I suppose this is useful, but the truth is, in physics, the published
journals (electronic or otherwise) are very much a secondary path
of communication, and have been for about fifteen or twenty years.
They are useful for keeping up on things which are in neighbouring
related fields, but for the hot stuff in your own field, the need
to get the current information fast brought about informal mailing
lists for email communication of preprints, as the process of
getting an article reviewed, accepted, and then queued for print
was just way too long for the speed of advance in research. Physicists 
were among the first people in the world to be electronically
networked, pretty much right alongside the comsci guys who developed
the system. With the means to do so, circumventing the delay inherent
in the publishing system was just natural. The official journal article 
is just a sort of stamp of final approval, now. 

In many, but noteably not all cases, everyone whose research is 
directly impacted by a paper has usually seen it six months or more
before it appears in a journal edition. Of course, that "everybody" 

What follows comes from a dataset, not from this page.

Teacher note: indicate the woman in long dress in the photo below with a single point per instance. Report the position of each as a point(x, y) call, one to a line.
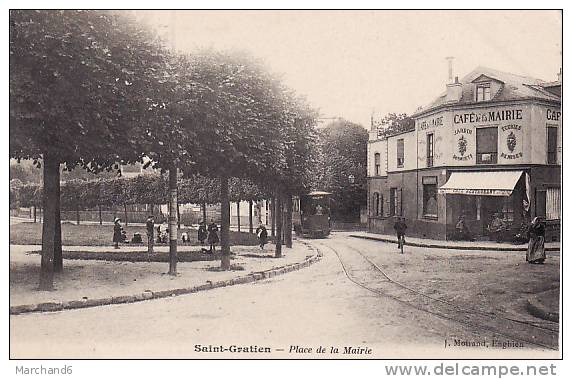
point(536, 231)
point(213, 236)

is the community of researchers,, and it could be argued that there
are some who should be included but are not, due to vagueries of
the politics and social nets of the academic world. I don't have
the knowledge to speak to that. The noteable exceptions to this 
system are where a major result from a large experimental group
is held back until it is fully rechecked, and published simultaneously 
with a press conference, for maximum impact, which looks good for 
the funding agencies, especially where the result is not crucial for 
some other ongoing research. A good example of this sort of thing is 
the SNO solar neutrino paper, which was a collaboration of over a hundred 
contributors, and was worked up over a one year period, having to
be almost completely rewritten at one point as the data analysis
took an unexpected turn. During this period, the head of the experiment
was alleged to have said to all the collaborators anyone who leaks
word of these results has his name taken off the paper. Another aspect
of this sort of paper is that it doesn't sit in the publishing queue
for a long time, as can happen with minor papers, so that delay is
not an issue, and with the cost of the experiment, everyone
wants the paper to be bulletproof when it finally appears.